Le 10 août 1861, Emile Munier épouse dans la chapelle des Gobelins Henriette Lucas la fille de son professeur de peinture. Agée comme lui de 21 ans, très intelligente et très bonne, Henriette était d'une vivacité et d'un entrain sans égal. Elle était professeur de piano.

Ils logent aux Gobelins. Emile Munier alors artiste tapissier à la Manufacture continuait à dessiner et à peindre aux côtés de son beau-père Abel Lucas professeur à l'Ecole des Beaux Arts. Il étudie avec lui la peinture dans la tradition française, notamment en interprétant des oeuvres de Boucher.

Abel Lucas a aussi pour élève Sargine Augrand, la filleule de Germain Campenon, contrôleur de la Manufacture et ancien fonctionnaire de la liste civile de Louis Philippe. La jeune femme devenue portraitiste au pastel avait acquis une certaine renommée et expose au Salon à partir de 1863 et jusqu'à 1870. Elle était proche des Munier et des Lucas.

Au cours des années 1860, Emile Munier est trois fois médaillé aux Beaux-Arts.En 1869 Emile Munier expose au Salon aux côtés de son beau-père Abel Lucas.

Le Salon était une institution : créé à la fin du 17ème siècle, présentant chaque année au printemps à Paris les oeuvres des peintres renommés.

Au milieu du 19ème siècle, il était devenu avec l'Ecole des Beaux Arts et l'Institut, l'expression des responsables de la peinture officielle.

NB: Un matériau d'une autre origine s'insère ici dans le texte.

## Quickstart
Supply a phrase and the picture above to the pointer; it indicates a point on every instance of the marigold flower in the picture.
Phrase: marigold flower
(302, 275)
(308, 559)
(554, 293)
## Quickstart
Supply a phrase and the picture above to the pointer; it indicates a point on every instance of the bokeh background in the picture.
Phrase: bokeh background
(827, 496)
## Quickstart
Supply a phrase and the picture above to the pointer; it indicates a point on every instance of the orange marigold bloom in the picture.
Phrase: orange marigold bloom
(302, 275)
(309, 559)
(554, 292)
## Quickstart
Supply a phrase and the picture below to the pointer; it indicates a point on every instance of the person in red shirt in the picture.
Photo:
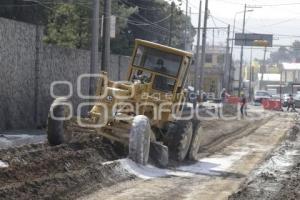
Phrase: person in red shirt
(243, 105)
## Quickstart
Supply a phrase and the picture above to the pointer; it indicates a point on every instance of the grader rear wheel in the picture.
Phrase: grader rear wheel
(55, 127)
(179, 139)
(139, 140)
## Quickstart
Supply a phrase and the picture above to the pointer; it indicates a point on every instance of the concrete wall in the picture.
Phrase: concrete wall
(28, 67)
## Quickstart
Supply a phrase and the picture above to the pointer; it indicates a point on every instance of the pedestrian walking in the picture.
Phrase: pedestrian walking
(291, 104)
(243, 105)
(224, 95)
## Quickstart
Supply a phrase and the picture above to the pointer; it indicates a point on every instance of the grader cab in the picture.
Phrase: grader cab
(144, 113)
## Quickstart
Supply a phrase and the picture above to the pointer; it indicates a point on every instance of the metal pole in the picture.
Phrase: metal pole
(242, 52)
(226, 68)
(231, 55)
(213, 43)
(262, 69)
(250, 75)
(280, 89)
(185, 29)
(105, 61)
(171, 23)
(203, 46)
(95, 48)
(196, 74)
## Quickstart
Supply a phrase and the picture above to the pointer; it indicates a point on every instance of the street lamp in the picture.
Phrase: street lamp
(232, 41)
(242, 46)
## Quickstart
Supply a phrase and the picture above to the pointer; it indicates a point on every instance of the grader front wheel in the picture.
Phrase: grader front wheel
(195, 143)
(180, 135)
(139, 140)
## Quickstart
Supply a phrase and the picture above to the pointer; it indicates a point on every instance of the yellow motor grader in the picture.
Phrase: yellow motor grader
(148, 113)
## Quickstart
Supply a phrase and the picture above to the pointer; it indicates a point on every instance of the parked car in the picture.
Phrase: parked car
(284, 99)
(260, 95)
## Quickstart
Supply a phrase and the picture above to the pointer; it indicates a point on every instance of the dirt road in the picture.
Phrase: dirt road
(213, 177)
(93, 169)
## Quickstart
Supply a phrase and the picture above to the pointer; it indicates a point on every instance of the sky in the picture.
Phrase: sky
(278, 17)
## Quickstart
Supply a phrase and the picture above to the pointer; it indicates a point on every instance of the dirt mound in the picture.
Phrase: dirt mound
(40, 171)
(279, 176)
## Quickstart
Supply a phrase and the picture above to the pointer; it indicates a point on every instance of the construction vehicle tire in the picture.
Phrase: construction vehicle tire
(195, 143)
(179, 139)
(139, 140)
(55, 127)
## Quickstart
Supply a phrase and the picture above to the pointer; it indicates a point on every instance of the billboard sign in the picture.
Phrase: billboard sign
(253, 39)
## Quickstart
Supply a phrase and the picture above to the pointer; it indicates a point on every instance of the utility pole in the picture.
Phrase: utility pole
(196, 74)
(171, 23)
(262, 69)
(250, 76)
(213, 43)
(95, 47)
(190, 47)
(242, 52)
(105, 61)
(186, 21)
(226, 67)
(203, 46)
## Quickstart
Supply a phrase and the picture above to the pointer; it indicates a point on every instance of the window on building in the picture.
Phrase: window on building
(208, 58)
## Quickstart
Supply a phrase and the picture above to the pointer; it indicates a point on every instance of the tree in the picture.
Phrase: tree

Celle ci est dominée depuis le Second empire par un mouvement qui s'appellera bientôt l'Académisme : né sous Louis Philippe et héritier de Ingres et Corot, ce mouvement prônait le retour aux valeurs et aux techniques classiques.

Ses principaux animateurs étaient Alexandre Cabanel (né en 1814), William Bouguereau (né en 1825) tous deux élèves de FE Picot et JG.Gerôme (né en 1824) filleul du célèbre négociant en art Goupil.

Tous trois furent élèves aux Beaux Arts et commencèrent à exposer au Salon pendant les années 1840. Ils devinrent chacun lauréats du Grand Prix de Rome entre 1843 et 1850.

Bénéficiant du soutien de Napoléon III et honorés lors des expositions universelles, ils prennent le contrôle du jury du Salon et entrent à l'Institut des Beaux-Arts.

Le Vicomte de Chennevières Directeur de l'Ecole des Beaux Arts à partir de 1875, lié à Abel Lucas favorise leur mouvement.

Emile Munier devient le disciple de Bouguereau au moment ou l'Académisme triomphe et s'oppose au courant impressionniste naissant.

L'Académisme est parfois qualifié "d'art pompier" par référence aux cuirasses des militaires que l'on retrouve dans les peintures de Meissonier. Mais ce sont les personnages d'enfants , sujets favoris de Bouguereau qui inspirent Emile Munier.

En 1867, Henriette met au monde un fils, Emile Henri et quand son amie Sargine Augrand vient la voir et s'amuser avec le bébé, Henriette lui dit " à vous, je le confierai volontiers". Elle ne croit pas si bien dire.

Six semaines après la naissance, ayant contracté des rhumatismes graves, Henriette meurt prématurément.

Devenu veuf, Emile confie son jeune fils à ses beaux parents Lucas et partage son temps avec ceux-ci et avec ses parents qui tous habitent les Gobelins.

En 1870, lors de la déclaration de guerre avec la Prusse, Emile est rangé dans le dernier contingent à mobiliser. Il part cependant comme sergent fourrier ; son régiment est campé à Montretout, au dessus de Saint Cloud. Lorsque celui ci doit attaquer, l'armistice est signée.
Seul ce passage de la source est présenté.